Denovo1998 commented on code in PR #24716:
URL: https://github.com/apache/pulsar/pull/24716#discussion_r2352615620


##########
pip/pip-441.md:
##########
@@ -0,0 +1,115 @@
+# PIP-441: Add Broker-Level Metrics for Skipped Non-Recoverable Data
+
+# Background knowledge
+
+Pulsar's `autoSkipNonRecoverableData` feature allows brokers to skip corrupted 
data during disaster recovery to maintain topic availability.
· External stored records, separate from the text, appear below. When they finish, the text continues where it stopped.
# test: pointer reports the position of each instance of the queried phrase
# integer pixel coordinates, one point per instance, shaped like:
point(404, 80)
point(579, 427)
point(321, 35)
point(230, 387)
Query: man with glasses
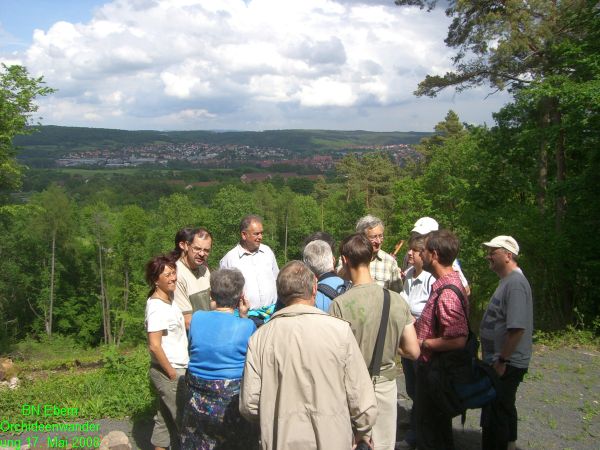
point(384, 268)
point(506, 330)
point(257, 263)
point(192, 247)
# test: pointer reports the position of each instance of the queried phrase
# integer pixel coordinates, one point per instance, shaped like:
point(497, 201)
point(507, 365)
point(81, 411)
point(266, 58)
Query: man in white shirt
point(257, 263)
point(192, 248)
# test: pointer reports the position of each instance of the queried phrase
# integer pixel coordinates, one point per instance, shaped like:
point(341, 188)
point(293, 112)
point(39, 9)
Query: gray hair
point(247, 220)
point(295, 281)
point(226, 287)
point(318, 257)
point(366, 223)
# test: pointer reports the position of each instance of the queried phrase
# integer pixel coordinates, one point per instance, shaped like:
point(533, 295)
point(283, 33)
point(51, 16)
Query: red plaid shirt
point(451, 320)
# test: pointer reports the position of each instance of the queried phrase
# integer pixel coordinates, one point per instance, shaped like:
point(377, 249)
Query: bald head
point(296, 282)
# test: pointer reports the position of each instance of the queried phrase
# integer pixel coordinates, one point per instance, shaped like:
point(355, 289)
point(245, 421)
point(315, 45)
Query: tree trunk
point(285, 243)
point(561, 201)
point(51, 300)
point(544, 107)
point(125, 303)
point(322, 217)
point(105, 303)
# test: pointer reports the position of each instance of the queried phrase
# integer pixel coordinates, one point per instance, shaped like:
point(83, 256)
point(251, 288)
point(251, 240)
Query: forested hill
point(55, 140)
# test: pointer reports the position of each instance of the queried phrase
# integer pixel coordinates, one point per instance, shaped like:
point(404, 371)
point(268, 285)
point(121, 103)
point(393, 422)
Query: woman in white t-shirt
point(167, 343)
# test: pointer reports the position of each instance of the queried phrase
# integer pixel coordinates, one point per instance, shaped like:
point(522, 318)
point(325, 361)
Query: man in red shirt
point(448, 332)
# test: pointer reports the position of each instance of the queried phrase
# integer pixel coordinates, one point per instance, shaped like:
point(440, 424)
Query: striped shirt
point(451, 320)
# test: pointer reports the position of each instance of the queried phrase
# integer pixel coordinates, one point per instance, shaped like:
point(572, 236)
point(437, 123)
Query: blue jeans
point(499, 418)
point(410, 380)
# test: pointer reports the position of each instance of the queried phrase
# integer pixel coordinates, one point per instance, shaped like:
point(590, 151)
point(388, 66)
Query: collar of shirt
point(241, 251)
point(423, 276)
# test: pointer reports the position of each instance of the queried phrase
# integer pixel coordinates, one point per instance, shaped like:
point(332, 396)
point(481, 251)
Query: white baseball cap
point(505, 242)
point(425, 225)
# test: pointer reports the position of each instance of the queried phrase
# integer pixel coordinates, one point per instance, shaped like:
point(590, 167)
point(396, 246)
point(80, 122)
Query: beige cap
point(505, 242)
point(425, 225)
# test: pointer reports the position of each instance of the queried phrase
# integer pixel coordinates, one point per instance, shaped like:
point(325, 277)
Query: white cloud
point(253, 64)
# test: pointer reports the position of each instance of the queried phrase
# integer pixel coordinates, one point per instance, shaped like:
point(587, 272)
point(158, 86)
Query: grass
point(570, 337)
point(118, 389)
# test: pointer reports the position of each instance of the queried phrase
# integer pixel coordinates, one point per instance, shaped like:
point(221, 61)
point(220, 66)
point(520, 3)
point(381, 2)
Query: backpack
point(330, 292)
point(458, 379)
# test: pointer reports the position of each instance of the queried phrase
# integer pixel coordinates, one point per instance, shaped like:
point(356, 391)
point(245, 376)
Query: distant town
point(226, 155)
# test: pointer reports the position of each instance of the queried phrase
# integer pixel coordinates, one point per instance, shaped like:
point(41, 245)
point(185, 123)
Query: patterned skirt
point(212, 420)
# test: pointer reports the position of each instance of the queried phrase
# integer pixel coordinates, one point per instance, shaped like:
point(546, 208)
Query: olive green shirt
point(362, 306)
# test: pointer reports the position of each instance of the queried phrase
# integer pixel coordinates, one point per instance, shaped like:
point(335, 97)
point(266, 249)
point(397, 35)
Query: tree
point(17, 94)
point(53, 224)
point(514, 45)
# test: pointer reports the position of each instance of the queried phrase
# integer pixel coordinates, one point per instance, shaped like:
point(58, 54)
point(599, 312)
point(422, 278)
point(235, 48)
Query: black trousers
point(499, 418)
point(434, 429)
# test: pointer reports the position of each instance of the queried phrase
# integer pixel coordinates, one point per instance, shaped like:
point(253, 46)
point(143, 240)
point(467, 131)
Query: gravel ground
point(558, 404)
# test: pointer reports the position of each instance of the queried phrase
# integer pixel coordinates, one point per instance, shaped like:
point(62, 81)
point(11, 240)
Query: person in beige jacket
point(305, 379)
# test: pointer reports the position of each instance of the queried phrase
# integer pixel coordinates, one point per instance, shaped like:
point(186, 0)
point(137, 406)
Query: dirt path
point(558, 403)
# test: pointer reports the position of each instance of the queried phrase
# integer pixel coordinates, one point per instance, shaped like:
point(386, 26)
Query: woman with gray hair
point(218, 341)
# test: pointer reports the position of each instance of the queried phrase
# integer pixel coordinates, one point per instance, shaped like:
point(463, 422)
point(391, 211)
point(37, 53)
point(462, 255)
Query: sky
point(237, 65)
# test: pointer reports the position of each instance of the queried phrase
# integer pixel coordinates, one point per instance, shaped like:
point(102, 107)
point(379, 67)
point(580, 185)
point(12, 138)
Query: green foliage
point(118, 390)
point(18, 92)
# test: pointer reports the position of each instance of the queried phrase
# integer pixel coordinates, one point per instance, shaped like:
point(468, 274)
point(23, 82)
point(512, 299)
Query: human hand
point(243, 306)
point(363, 443)
point(499, 367)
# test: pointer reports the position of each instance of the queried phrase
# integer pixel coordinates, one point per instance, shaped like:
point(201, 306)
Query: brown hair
point(295, 281)
point(417, 242)
point(357, 249)
point(155, 267)
point(445, 244)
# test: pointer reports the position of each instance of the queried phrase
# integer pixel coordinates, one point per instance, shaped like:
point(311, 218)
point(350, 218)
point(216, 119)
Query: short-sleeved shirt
point(362, 306)
point(511, 307)
point(260, 272)
point(218, 345)
point(451, 319)
point(193, 288)
point(384, 271)
point(167, 317)
point(417, 290)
The system uses 
two skip strategies:
+
+1. **Ledger-level skipping**: Skips entire ledgers when completely 
unrecoverable
+2. **Entry-level skipping**: Skips specific entries within a ledger when only 
partially corrupted
+
+The entry level skipping was introduced in PIP-327 and refined in [PR 
#17753](https://github.com/apache/pulsar/pull/17753) to handle scenarios like 
ledger corruption, bookie failures, and partial data loss.
+
+# Motivation
+
+Currently, there is no visibility into when and how frequently non-recoverable 
data is being skipped, creating operational challenges:
+
+- **No alerting capability** when data loss occurs
+- **No audit trail** for compliance and data integrity requirements  
+- **Cannot distinguish** between healthy systems and those silently skipping 
data
+- **Cannot determine** if data loss is wholesale (ledgers) or partial (entries)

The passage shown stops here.